Hundefleisch-Branche in Südkorea wehrt sich gegen drohendes Verbot

Die großen Hunde bellen, als Kim Jong Kil sich ihnen nähert. Der 57-Jährige öffnet einen Käfig und streichelt eines der kurzhaarigen Tiere an Brust und Nacken. Er sei stolz auf seine Hundefarm, sagt er. Seit 27 Jahren lebe seine Familie vom Verkauf des Fleisches. Bald werde er den Betrieb an seine Kinder übergeben. Inwieweit die nächste Generation in der Lage sein wird, das Geschäft fortzuführen, ist jedoch zunehmend unklar.

Bleiben Sie mit der kostenlosen App von The Weather Channel immer auf dem neuesten Stand! Hier herunterladen!

Tierschutz-Aktivisten wettern schon länger gegen die Hundefleisch-Branche in Südkorea. Seit einiger Zeit erhalten die Tierschützer nun auch immer mehr Unterstützung von Politikern des Landes. Zwei Abgeordnete fordern sogar ein generelles Verbot. "Ich bin entschieden gegen diese Schritte", sagt Kim in einem Interview mit der Nachrichtenagentur AP auf seiner Farm in der Stadt Pyeongtaek. "Wir werden alle unsere Mittel mobilisieren, um uns dagegen zu wehren."

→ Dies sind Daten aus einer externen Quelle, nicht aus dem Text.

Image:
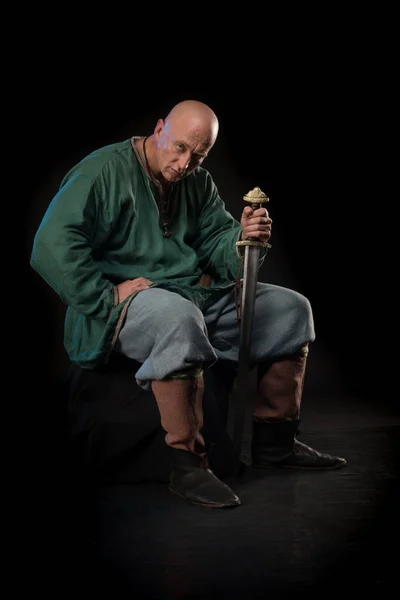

Hundefleisch-Konsum schockiert

Hundefleisch dient auf der Koreanischen Halbinsel seit Jahrhunderten als Nahrung. Bislang ist der Verzehr weder ausdrücklich verboten noch formal legalisiert. Doch die Zahl der Gegner wächst stetig. Zum einen ist das Bewusstsein für Tierrechte gewachsen, zum anderen machen sich viele Südkoreaner Sorgen um den Ruf ihres Landes auf internationaler Ebene.

Viele Menschen in anderen Ländern würden Südkorea als kulturell führend betrachten, sagt die Oppositionspolitikerin Han Jeoung Ae, die im Juni einen Gesetzentwurf eingereicht hat, der ein Ende der Hundefleisch-Branche bedeuten würde. "Aber je mehr die K-Kultur das internationale Ansehen steigert, desto schockierender wirkt unser Hundefleisch-Konsum auf Ausländer."

I​mmer weniger Menschen essen Hunde

Was aus dem Gesetzentwurf wird, bleibt abzuwarten – nicht zuletzt wegen des von Farmern, Restaurant-Betreibern und anderen Akteuren der Branche angekündigten Widerstandes. Umfragen zufolge ist etwa jeder Dritte Südkoreaner gegen ein vollständiges Verbot. Allerdings gibt es im Land immer weniger Menschen, die Hundefleisch tatsächlich selbst essen.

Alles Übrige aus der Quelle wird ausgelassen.